If anything, it's exactly the opposite. That whole, "We know you know where he is," business is nowhere near so cinematic. The Pakistani government and military is made of many different moving parts, many of them at odds with each other. But any time before that the US tried to negotiate or suss out a location for bin Laden (or most any high-level guy), they'd inevitably find their mark long gone by the time they got there. Even if the officials negotiated with really did want to give up the target, it's too many people in too loose an organization, and word of an impending strike would immediately leak out though the military associates of the Taliban/al-Qaeda (within Af-Pak, the distinction is meaningless).
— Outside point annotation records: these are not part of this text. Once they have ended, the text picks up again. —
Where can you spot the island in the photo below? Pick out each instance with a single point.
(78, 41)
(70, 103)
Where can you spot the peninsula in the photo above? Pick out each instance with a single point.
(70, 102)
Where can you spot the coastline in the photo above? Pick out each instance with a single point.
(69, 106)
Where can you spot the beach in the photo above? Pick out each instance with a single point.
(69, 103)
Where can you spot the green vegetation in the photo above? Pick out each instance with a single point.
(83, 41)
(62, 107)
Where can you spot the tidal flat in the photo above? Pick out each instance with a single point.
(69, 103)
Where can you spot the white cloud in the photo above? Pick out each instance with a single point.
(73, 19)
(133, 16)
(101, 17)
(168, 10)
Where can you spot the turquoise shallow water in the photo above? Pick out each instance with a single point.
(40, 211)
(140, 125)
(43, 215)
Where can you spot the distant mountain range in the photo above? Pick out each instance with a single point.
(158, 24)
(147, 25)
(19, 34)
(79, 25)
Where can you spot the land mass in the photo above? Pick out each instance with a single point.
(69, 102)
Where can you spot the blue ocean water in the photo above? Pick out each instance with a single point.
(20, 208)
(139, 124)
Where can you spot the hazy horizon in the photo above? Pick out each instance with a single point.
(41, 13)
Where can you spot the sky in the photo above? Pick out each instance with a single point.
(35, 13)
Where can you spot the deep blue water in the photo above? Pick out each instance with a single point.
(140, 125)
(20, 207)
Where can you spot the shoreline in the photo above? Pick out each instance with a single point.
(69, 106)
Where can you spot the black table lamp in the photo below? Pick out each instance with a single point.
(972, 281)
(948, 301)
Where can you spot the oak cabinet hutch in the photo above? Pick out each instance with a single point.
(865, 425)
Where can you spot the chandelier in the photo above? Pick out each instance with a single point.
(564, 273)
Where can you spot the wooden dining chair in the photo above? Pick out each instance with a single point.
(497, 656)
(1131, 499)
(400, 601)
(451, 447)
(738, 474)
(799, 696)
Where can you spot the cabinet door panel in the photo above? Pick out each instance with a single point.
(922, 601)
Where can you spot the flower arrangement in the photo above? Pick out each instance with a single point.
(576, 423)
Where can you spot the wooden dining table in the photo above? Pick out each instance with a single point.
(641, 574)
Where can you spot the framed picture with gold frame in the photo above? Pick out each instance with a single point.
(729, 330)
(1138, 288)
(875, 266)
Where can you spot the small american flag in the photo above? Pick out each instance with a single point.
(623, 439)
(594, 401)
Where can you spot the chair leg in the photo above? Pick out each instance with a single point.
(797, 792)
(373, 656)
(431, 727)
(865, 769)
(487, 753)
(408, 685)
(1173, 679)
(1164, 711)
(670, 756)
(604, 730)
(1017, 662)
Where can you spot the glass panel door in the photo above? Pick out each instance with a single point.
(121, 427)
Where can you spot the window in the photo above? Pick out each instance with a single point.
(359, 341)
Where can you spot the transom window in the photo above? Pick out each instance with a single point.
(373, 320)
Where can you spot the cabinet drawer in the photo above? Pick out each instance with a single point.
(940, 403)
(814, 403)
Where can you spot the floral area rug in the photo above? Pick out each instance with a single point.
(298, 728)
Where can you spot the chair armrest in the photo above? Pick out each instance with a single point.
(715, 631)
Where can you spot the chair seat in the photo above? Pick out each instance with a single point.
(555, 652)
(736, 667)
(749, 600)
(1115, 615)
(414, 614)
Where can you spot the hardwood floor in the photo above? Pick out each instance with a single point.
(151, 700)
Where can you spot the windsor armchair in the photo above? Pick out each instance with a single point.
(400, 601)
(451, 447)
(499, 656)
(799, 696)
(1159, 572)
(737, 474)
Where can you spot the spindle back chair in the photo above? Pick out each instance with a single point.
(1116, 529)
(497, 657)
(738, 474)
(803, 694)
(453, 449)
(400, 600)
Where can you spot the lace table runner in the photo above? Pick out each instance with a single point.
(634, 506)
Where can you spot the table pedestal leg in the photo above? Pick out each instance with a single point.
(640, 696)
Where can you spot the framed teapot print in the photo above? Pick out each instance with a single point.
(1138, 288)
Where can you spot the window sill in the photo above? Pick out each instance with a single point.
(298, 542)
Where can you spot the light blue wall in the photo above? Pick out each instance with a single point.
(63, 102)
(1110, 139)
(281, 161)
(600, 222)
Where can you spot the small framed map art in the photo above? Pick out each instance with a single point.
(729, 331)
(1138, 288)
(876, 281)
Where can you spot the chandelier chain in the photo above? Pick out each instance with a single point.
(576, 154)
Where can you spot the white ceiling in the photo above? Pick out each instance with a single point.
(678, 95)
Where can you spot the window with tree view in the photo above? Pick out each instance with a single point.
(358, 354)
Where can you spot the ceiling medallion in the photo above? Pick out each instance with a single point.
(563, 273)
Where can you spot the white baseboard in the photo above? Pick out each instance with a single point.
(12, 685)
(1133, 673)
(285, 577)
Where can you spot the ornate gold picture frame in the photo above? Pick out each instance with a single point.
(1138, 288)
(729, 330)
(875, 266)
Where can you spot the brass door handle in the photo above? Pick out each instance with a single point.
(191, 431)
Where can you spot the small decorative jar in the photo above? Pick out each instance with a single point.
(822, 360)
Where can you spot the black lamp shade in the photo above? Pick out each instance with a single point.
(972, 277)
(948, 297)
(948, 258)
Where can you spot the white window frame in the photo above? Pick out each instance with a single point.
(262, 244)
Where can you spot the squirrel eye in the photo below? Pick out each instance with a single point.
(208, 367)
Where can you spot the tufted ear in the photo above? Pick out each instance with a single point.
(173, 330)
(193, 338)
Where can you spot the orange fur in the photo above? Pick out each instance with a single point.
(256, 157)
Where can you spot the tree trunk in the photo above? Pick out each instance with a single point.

This strike, which supposedly was more than eight months in the making, not even including the positive-intelligence track, worked precisely because the US military didn't say a damn thing to any part of the Pakistani government. They went in unilaterally and unannounced, so that absolutely nobody would know it was coming. Whatever negotiations took place with the government to settle the CIA-kicking business, this card was pointedly left in the hand.
My guess, the Pakistani intelligence service is fucking furious right now, not because of bin Laden really, they probably don't give two shits about him, but because of how it happened. If you were the most influential element of a sovereign government, and some "allies" you never liked anyway suddenly kicked in the door and assassinated a notable guy, without telling you and making you look like chumps, you'd be pretty ticked off too. Whatever the specifics of any organization or major players, it must be said that every American convoy that makes it through Pakistan unmolested is now doing so on borrowed time. If Obama didn't have a good reason to draw this thing down hurry, he sure does now.